Les titres annoncés par la présentatrice donnent déjà le ton [1]. Dans l’ordre et sans coupure :
« Peut-être le dénouement dramatique dans l’affaire Ophélie, cette étudiante française disparue il y a deux mois à Budapest. Un corps a été retrouvé sur les berges du Danube hier, une autopsie est en train d’être pratiquée. Vingt ans de prison ferme pour l’agresseur de Shérazade, brûlée à 60% il y a trois ans. Il a été rendu coupable de tentative d’assassinat. Matinale en direct de la Guadeloupe sur France Inter, vous le disiez Nicolas [Demorand] : Pointe-à-Pitre où les négociations ont été rompues hier soir avec les médiateurs. Quatre semaines de grève générale, qui s’étendent désormais à la Martinique et à la Réunion. Il n’y aurait aucun survivant : un petit avion de ligne s’est écrasé ce matin au nord de l’État de New York sur une maison de banlieue. Nous parlerons également dans ce journal d’un chantage fait aux cafetiers de Carpentras : un corbeau les menace de représailles s’ils servent des habitants d’origine maghrébine ».
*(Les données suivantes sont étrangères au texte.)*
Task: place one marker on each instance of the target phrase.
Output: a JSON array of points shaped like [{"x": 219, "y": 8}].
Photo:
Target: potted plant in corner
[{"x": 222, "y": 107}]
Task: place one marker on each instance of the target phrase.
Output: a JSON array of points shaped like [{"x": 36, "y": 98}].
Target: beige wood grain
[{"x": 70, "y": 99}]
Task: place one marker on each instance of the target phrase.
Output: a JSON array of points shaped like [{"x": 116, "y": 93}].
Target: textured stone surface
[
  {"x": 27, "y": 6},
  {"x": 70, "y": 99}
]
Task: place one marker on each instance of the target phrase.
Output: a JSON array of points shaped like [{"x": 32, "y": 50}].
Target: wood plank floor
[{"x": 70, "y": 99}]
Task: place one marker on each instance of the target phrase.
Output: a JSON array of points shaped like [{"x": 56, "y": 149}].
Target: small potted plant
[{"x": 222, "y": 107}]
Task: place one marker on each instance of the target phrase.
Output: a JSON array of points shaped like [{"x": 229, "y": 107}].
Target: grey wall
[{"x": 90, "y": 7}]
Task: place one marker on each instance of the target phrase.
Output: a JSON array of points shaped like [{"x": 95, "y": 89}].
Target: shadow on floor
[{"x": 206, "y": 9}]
Nul ne doute qu’il y ait là des drames affligeants ; reste que cet ordre du jour est déjà en soi fort discutable, d’autant que la seule information politique (sur cinq) est traitée dans l’ensemble de l’émission, cette édition spéciale du « Sept dix » ayant lieu à Pointe-à-Pitre. Ce ne sont pourtant pas les sujets intéressant la collectivité qui manquent, surtout lorsque l’on vit une crise historique du capitalisme dont les effets sociaux désastreux font plus que commencer à se faire sentir. Comme on va le voir, le développement de ces « accroches » n’arrange rien à l’affaire, bien au contraire.
1. L’affaire Ophélie (2’40)
Une retranscription quasi intégrale est ici nécessaire pour faire sentir l’insistance outrancière d’un traitement qui n’en finit plus. Agnès Bonfillon débute en jouant la corde sensible : « Depuis deux mois sa famille vit une attente insoutenable : ces dernières heures sont sûrement pires. Un corps a été retrouvé sur les rives du Danube hier. Il pourrait bien s’agir d’Ophélie, cette étudiante française disparue en décembre dernier ». Elle lance alors un reportage qui passe la parole à une consœur qui a manifestement été spécialement dépêchée pour l’occasion à Budapest :
« C’est jeudi soir à 18h heure de Paris que la police hongroise a été alertée. Des bateliers ont aperçu un corps de femme sur les bords du Danube, le long de l’île de Csepel, qui se trouve à environ 6 km au sud de Budapest. Selon la police, ce cadavre pourrait être celui d’Ophélie Bretnacher, l’étudiante française de 22 ans, disparue dans la nuit du 4 décembre dernier dans la capitale hongroise. Ophélie avait passé la soirée dans une discothèque du centre de Budapest avec des amis, et était repartie seule à pied. Selon les premiers éléments recueillis, il semblerait que les vêtements du corps retrouvé correspondent à ceux qu’Ophélie portait le soir de sa disparition. Mais la police ne peut rien confirmer pour l’instant. La seule chose visible, a déclaré le commandant de police Gabor Toth, c’est que le corps a séjourné dans l’eau pendant plus de deux mois. La police hongroise a demandé une autopsie à des médecins légistes, et des tests ADN vont être effectués pour déterminer si le corps retrouvé est bien celui d’Ophélie. »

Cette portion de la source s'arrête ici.